How is dry eye treated?
Eye drops, called artificial tears, are similar to your own tears. They lubricate the eyes and help maintain moisture. Artificial tears are available without a prescription. There are many brands in the market, so you may want to try several to find the one that suits you best.
Preservative-free eye drops are available for people who are sensitive to the preservatives in artificial tears. If you need to use artificial tears more than every two hours, preservative-free brands are recommended.
You can use the artificial tears as often as necessary-once or twice a day or as often as several times an hour.
CONSERVING YOUR TEARS
Conserving your eye’s own tears is another approach to keeping the eyes moist. Tears drain out of the eye through a small channel into the nose (which is why your nose runs when you cry). Your ophthalmologist may close these channels either temporarily or permanently. Closure conserves your own tears and makes artificial tears last longer.
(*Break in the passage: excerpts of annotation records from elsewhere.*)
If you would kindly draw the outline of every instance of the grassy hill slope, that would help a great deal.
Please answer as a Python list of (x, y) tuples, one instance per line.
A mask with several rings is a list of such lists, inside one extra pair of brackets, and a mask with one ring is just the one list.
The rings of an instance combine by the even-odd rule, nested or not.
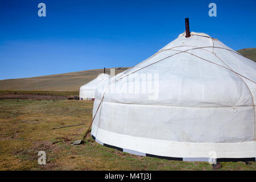
[[(256, 48), (237, 51), (243, 56), (256, 62)], [(118, 68), (118, 74), (129, 68)], [(110, 69), (106, 69), (110, 74)], [(95, 78), (103, 69), (52, 75), (31, 78), (0, 80), (0, 90), (78, 91), (81, 86)]]
[[(115, 68), (115, 75), (129, 68)], [(1, 90), (77, 91), (81, 86), (104, 72), (103, 69), (91, 69), (31, 78), (0, 80)], [(106, 68), (110, 73), (110, 69)]]
[(249, 48), (237, 51), (242, 55), (256, 62), (256, 48)]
Tears evaporate like any other liquid. You can take steps to prevent evaporation. In winter, when indoor heating is used, a humidifier or a pan of water kept on the radiator adds moisture to the dry air. Wrap-around glasses may reduce the drying in some states. Some people with dry eye complain of scratchy eyes when they wake up. This symptom can be treated by using an artificial tear ointment or thick eye drops at bedtime. Some people may find relief by supplementing their diets with omega-3 fatty acids, which are found naturally in foods like oily fish (salmon, sardines, and anchovies) and flex seeds. Ask your ophthalmologist if you should incorporate oral supplements of omega-3 fatty acids into your dry eye treatment regimen, and if so, in what form and dosage.